The economy flourished and the technology Dr. Prado had developed boosted a new
renaissance for our people.”

“They
didn’t have weapons, though,” Athel says bitterly. “The Mayakes have always
been peaceful people.”

“They had
better stuff than weapons,” Lukas replies. “They had AIs.”

AIs
, I think. Artificial
intelligence, the bots that caused the rise and fall of Astraca, and the very
reason why today every Mayake has a deactivation button: to prevent humanoids
from causing the same death and destruction as they did in 2065, when they
rebelled against a law that prevented them from voting. The stories of what
happened that night and in the days that followed are grisly. The streets
turned red with blood. Panic spread. Flames devoured everything, buildings and
bodies alike.

Something
twinkles at the corner of my eye, making me turn and squint. I gaze back at the
oak tree looming over me, its golden trunk caressed by fanning rays of light.

The boys
keep talking about AIs and how they could still possibly be hidden deep
underground. I get up and examine the old oak, its trunk bathed in the golden
light. I tilt my head and follow the branches as they twist and knot, and
somehow I can predict every bend, every fork, every nook.

I’ve seen you before.
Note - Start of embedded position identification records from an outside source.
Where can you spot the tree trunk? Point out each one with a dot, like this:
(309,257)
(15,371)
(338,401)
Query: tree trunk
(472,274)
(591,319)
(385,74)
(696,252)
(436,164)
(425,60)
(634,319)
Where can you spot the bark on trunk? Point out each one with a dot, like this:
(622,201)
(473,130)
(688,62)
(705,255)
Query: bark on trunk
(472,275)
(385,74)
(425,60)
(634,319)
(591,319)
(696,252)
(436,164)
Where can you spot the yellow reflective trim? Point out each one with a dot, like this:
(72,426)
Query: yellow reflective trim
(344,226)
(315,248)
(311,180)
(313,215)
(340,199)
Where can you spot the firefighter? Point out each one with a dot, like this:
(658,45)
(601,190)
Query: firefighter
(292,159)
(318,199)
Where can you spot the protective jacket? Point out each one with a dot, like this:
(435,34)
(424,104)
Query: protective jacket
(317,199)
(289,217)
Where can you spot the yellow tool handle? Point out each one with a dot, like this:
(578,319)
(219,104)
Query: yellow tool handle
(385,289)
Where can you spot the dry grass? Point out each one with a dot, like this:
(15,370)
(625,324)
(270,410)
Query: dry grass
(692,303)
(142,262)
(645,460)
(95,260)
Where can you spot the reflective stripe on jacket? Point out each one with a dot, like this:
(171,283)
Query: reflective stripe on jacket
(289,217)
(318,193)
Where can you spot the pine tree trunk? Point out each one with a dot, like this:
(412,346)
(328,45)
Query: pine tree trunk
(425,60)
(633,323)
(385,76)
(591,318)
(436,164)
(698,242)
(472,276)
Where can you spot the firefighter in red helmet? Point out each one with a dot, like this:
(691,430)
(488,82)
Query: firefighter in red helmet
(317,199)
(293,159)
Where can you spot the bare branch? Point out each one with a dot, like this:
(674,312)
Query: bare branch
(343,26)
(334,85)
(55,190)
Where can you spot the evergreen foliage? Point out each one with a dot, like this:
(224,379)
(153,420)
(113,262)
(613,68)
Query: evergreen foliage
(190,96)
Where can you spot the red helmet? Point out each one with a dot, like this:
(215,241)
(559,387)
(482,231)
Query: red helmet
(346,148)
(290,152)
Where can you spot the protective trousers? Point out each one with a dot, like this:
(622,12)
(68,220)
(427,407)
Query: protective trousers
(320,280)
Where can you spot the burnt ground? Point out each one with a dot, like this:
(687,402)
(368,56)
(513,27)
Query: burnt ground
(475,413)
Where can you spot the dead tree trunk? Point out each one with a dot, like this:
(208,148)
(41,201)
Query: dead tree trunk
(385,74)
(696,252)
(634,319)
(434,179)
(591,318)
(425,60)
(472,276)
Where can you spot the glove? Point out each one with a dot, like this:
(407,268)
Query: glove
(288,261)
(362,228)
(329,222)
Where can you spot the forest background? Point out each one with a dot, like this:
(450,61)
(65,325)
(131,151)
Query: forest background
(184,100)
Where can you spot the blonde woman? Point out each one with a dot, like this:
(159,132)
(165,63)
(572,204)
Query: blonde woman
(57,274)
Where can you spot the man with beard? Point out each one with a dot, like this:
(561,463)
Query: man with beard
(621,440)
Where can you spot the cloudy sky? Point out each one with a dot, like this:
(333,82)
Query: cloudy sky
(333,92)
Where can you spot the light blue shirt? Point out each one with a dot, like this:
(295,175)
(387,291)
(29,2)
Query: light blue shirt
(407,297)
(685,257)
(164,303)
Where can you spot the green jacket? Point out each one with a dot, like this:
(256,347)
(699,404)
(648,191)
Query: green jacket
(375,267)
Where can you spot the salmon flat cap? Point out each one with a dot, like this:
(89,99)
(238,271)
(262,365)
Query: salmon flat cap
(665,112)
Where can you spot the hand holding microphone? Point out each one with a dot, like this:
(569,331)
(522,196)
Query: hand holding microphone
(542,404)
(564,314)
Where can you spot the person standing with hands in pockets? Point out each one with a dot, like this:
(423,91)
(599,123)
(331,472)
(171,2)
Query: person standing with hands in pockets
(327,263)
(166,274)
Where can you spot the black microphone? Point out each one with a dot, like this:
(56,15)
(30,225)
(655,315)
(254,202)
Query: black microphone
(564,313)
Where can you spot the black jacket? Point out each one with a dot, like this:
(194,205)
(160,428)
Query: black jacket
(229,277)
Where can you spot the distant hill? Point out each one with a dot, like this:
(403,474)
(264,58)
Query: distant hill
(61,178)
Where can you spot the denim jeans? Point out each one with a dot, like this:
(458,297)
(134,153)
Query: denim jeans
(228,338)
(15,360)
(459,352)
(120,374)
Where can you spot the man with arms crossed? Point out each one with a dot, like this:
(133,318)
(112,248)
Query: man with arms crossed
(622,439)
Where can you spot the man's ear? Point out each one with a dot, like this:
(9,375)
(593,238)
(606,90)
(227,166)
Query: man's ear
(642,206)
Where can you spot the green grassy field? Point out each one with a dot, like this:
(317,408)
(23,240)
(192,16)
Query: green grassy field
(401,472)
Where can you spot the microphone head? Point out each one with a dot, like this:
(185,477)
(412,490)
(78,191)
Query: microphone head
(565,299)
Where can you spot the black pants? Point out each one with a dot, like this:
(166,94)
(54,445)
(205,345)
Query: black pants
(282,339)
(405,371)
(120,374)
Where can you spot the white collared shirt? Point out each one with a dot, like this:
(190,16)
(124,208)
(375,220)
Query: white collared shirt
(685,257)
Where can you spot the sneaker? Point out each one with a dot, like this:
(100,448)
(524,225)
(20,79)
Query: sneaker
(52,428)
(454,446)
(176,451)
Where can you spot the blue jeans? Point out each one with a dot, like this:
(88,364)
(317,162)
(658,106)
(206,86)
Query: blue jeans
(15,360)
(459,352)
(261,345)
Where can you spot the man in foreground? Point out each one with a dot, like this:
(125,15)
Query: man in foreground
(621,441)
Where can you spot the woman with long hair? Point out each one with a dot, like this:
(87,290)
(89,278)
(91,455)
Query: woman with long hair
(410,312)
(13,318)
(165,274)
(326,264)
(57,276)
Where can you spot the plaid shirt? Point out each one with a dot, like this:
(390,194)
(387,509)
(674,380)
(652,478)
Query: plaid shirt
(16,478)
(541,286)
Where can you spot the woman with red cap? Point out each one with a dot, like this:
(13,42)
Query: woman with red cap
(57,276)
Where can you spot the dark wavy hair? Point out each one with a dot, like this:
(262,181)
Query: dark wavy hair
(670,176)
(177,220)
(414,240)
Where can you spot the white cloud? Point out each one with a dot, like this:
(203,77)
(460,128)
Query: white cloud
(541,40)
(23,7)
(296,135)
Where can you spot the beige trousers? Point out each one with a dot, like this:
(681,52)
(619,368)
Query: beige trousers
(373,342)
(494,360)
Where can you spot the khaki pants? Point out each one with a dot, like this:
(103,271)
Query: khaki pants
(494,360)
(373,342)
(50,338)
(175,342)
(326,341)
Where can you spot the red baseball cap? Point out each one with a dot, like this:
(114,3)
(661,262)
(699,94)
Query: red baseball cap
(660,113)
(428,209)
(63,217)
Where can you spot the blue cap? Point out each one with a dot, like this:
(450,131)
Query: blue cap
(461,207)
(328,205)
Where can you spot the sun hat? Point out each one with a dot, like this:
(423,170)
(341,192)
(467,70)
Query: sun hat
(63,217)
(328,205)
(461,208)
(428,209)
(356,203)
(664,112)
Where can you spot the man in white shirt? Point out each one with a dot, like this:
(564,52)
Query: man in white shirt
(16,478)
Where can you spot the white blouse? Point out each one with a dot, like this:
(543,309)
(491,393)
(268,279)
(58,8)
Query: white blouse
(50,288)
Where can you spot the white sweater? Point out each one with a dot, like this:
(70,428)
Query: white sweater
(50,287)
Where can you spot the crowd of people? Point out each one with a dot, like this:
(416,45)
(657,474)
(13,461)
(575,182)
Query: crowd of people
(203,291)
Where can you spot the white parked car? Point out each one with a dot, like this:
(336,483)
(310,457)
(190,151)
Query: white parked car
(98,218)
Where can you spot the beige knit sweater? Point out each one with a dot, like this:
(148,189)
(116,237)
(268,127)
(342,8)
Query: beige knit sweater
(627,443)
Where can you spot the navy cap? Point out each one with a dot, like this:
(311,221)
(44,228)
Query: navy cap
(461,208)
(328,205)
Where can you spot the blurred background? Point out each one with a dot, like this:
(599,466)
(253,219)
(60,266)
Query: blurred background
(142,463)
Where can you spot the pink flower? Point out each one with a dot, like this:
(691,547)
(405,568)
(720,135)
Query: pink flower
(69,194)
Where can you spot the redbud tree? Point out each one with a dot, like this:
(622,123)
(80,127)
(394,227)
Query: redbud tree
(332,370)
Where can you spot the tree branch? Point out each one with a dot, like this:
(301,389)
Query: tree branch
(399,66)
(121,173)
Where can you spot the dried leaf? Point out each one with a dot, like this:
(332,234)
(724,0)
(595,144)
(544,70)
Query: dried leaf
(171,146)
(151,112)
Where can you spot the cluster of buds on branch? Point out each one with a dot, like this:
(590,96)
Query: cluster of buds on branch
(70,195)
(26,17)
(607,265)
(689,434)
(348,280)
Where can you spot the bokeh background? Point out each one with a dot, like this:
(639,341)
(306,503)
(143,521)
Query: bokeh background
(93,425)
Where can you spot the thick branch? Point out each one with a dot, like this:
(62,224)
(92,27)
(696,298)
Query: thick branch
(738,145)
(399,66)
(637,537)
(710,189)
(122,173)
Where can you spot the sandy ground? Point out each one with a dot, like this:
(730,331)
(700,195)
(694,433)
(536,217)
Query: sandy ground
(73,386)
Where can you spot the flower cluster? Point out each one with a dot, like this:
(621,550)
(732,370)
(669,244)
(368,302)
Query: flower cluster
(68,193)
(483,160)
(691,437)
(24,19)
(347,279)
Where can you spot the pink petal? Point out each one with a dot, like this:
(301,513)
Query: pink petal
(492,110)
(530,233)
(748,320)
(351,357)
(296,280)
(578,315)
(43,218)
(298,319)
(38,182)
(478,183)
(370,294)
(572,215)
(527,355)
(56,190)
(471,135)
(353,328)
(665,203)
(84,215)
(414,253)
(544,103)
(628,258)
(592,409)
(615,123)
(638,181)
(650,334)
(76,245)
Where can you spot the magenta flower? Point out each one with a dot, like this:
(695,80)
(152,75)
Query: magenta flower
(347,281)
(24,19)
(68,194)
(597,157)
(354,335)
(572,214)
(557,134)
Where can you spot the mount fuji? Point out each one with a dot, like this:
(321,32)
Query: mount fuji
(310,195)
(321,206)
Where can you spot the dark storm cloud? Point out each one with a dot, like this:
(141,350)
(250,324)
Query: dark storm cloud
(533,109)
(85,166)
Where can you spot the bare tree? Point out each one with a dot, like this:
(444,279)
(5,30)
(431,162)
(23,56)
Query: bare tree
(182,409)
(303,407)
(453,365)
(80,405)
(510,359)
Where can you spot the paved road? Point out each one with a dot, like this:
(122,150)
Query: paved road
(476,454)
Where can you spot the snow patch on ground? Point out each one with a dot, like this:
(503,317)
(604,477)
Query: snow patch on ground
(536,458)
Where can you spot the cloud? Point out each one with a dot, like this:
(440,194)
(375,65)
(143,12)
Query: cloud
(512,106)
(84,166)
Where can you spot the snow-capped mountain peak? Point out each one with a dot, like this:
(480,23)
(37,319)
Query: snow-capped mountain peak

I don’t know where, but
I’ve seen you before
.

I walk
around its impressive girth and find myself searching for something, though I
don’t know what.

“Whatever
object Tahari removed from the ground last night…” Lukas starts saying, but I
get distracted and stop following the conversation.

Not this tree. It’s farther down
, I think,
without knowing where the thought came from or what it is that’s supposed to be
farther down. I follow the fanning light down a path studded by twisted roots.

Twenty steps after the bend. Touch the
egg-shaped rock
.

The path
bends and the egg-shaped rock appears on my left, braced by the overgrown roots
of a sequoia. The same déjà vu feeling I had before in front of the oak tree
resurfaces. The rock, the tree that grows over it, the dash of purple wild
flowers sprinkled along the trail… I’ve already seen it all.

Touch the egg-shaped rock
.

I step
forward and rest a hand on the rock, its right side stained by green and yellow
lichens. My fingers slide to the top, where the sequoia roots arch around it in
a frozen embrace. I push below the root, my nails rasping underneath. Something
clicks, and the root snaps open. I jump and pull my hand away, watching, as a
cylindrical object sprouts out of the root in small bursts, sending splinters
of wood flying into the air.

“We still
don’t know what Tahari was looking for!” Wes is saying out of frustration as I
walk back to the clearing.

“Could it
be this?” I say, extending my open palm to show them what I’ve just found.